Geschlechterpolitik
"Eltern brauchen mehr als Geldgeschenke"
Kuntzl: Geburtenrückgang trotz Kindergeld - Systemversagen wird sichtbar
Wien - "Das System, Eltern mit einem bloßen finanziellen Anreiz
allein zu lassen, hat eindeutig versagt", zeigte sich
SPÖ-Bundesgeschäftsführerin Andrea Kuntzl am Dienstag überzeugt. Bestätigung findet sie in den neuen Zahlen der Statistik Austria, die einen Negativrekord bei den
Geburten belegen. "Interessant: Trotz Kindergeld nimmt die Zahl der
Geburten auch in Kärnten ab." Wiedereinführung der Kindergartenmilliarde
Kuntzl forderte die Wiedereinführung
der Kindergartenmilliarde, eine Verbesserung der Maßnahmen zum
beruflichen Wiedereinstieg und ein Recht auf Teilzeitarbeit mit einem
garantierten Rückkehrrecht auf Vollzeiterwerbstätigkeit.

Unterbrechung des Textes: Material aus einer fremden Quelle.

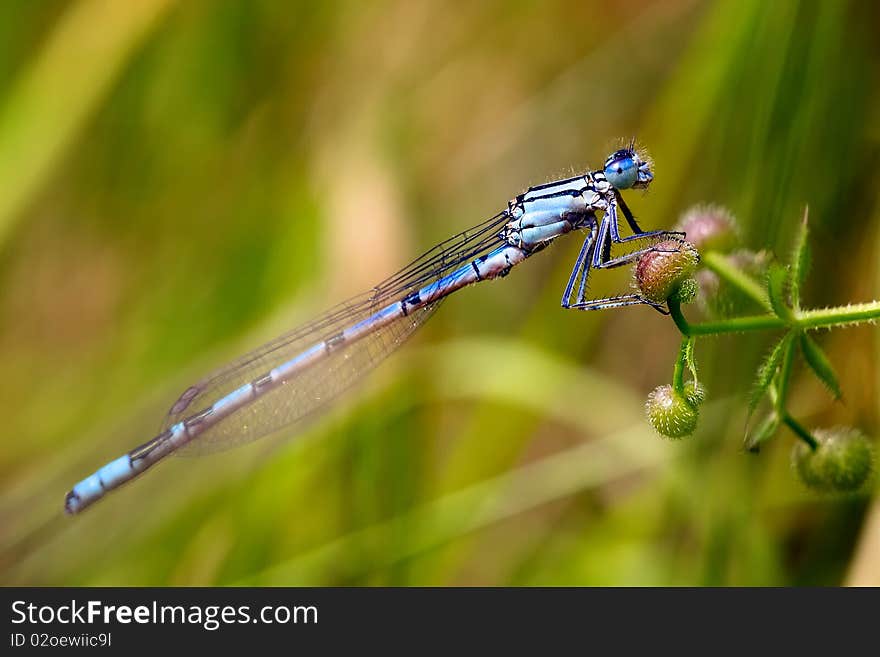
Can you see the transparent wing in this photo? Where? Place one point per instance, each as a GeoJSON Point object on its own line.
{"type": "Point", "coordinates": [316, 386]}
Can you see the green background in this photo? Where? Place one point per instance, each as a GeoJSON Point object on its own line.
{"type": "Point", "coordinates": [182, 181]}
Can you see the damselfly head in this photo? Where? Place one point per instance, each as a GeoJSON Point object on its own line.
{"type": "Point", "coordinates": [628, 168]}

Einhellig würden ExpertInnen die Vereinbarkeit von Beruf und Familie
durch den Ausbau von Sachleistungen im Gegensatz zu finanziellen
Transferleistungen präferieren, da die Beispiele aus Frankreich und
den skandinavischen Ländern zeigen würden, dass eine höhere
Frauenerwerbstätigkeit auch eine Anhebung der Geburtenzahl mit sich
bringe.
Falscher Weg
"Die Regierung geht hier konsequent den falschen Weg und darf sich
daher kaum über den Geburtenrückgang wundern", betonte Kuntzl und
fährt in Richtung Sozialminister Herbert Haupt fort: "Da nützt es
auch nichts, dass der zuständige Minister sich in Anbetracht der
nackten Zahlen mit Blindheit geschlagen gibt. Das Kindergeld allein
stoppt den Geburtenrückgang nicht!"
"Eltern brauchen mehr als Geldgeschenke. Sie brauchen
Rahmenbedingungen, die Kind und Beruf vereinbaren lassen - eine
Voraussetzung für eine kinder- und familienfreundliche Gesellschaft",
betonte Kuntzl. Denn schließlich, so Kuntzl, würden Sachleistungen,
die gut für die Frauen sind, auch gut für die Kinder sein.
Hohle Worte - keine Taten
Wesentlich sei hier der Ausbau der Betreuungsplätze für die
Unter-Dreijährigen. "Außer hohlen Worten ist dazu aber nichts
geschehen. Die Last der Kinderbetreuung ist völlig auf die Eltern
abgewälzt worden. Es fehlen 100.000 Kinderbetreuungsplätze in
Österreich", betonte Kuntzl.
Chancenungleichheit
Gerade das sei aber ein entscheidendes Grundproblem der
Chancenungleichheit zwischen Männern und Frauen: Die österreichischen
Frauen haben im europäischen Vergleich eine sehr lange Babypause. "Je
länger die Berufsunterbrechung ist, desto schwieriger ist der
berufliche Wiedereinstieg", erklärte Kuntzl.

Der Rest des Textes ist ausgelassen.